La gran patronal CEOE se ha vuelto a sentar a una mesa de negociación con el Ministerio de Trabajo y los sindicatos tras dos meses de relaciones suspendidas. Al menos en lo presencial. Los negociadores de la entidad empresarial han acudido para tratar de cerrar el nuevo Estatuto del Becario, que lleva varios meses de retraso y que hasta ahora no contaba con su beneplácito y sí el de los sindicatos. Fuentes consultadas de la patronal alegan que su presencia en la reunión es en aras de la "responsabilidad" como agente social más representativo.

El pasado 14 de diciembre del 2022, la entidad empresarial emitió un comunicado en el que declaraba suspendidas sus interlocuciones con el ministerio liderado por Yolanda Díaz, "por entenderla tramposa y contraria a la buena fe", según manifestó entonces.

Y es que en la bancada empresarial sentó muy mal la inclusión por parte del Gobierno de una enmienda dentro de la ley de empleo -que casualmente está previsto que se someta a su trámite definitivo este mismo jueves en el Congreso- en la que reforzaba el papel de la Inspección de Trabajo en el control de los expedientes de regulación de empleo (ERE).

Entre medio la CEOE participó de las negociaciones para definir el salario mínimo interprofesional (SMI) del 2023, aunque de una forma atípica. Los empresarios no acudieron a la primera de las reuniones y se limitaron a enviar por escrito cual era su propuesta de aumento. Una vez fueron llamados a la segunda, los patronos no se presentaron y tampoco enviaron papel alguno.
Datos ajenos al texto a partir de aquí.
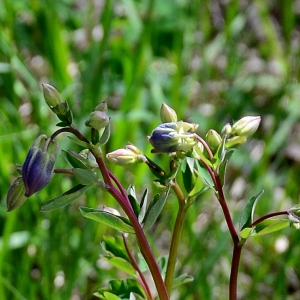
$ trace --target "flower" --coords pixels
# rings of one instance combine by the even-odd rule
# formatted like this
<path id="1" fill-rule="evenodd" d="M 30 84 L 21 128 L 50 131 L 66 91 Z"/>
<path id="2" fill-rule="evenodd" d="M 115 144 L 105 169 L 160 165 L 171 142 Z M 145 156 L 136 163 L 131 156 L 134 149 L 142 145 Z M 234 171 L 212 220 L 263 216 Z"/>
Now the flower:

Su presidente, Antonio Garamendi, alegó que el Ejecutivo "solo quiere la foto" y no se personó, manifestando así su rechazo al incremento del 8%, hasta los 1.080 euros brutos mensuales (en 14 pagas), del SMI.

Choque por las prácticas extracurriculares

Desde el 5 de diciembre del año pasado que el Ministerio de Trabajo no convocaba una mesa para discutir sobre el Estatuto del Becario. Una norma que se le ha atravesado y que hace meses que debería estar cerrada, según el propio calendario del ministerio. El choque entre las partes deriva, entre otros, del mantenimiento o no de las prácticas extracurriculares.

Inicialmente Trabajo pactó con los sindicatos eliminarlas a partir del 2025, si bien en aras de atraer a los empresarios a un acuerdo se avino a mantenerlas más allá, pero con mayores limitaciones en su uso diario. Algo que no acabó convenciendo a las centrales y enrocando la negociación. Una negociación, por otra parte, que carece de apoyos parlamentarios seguros una vez supere el diálogo social y que ello también está encallando el proceso.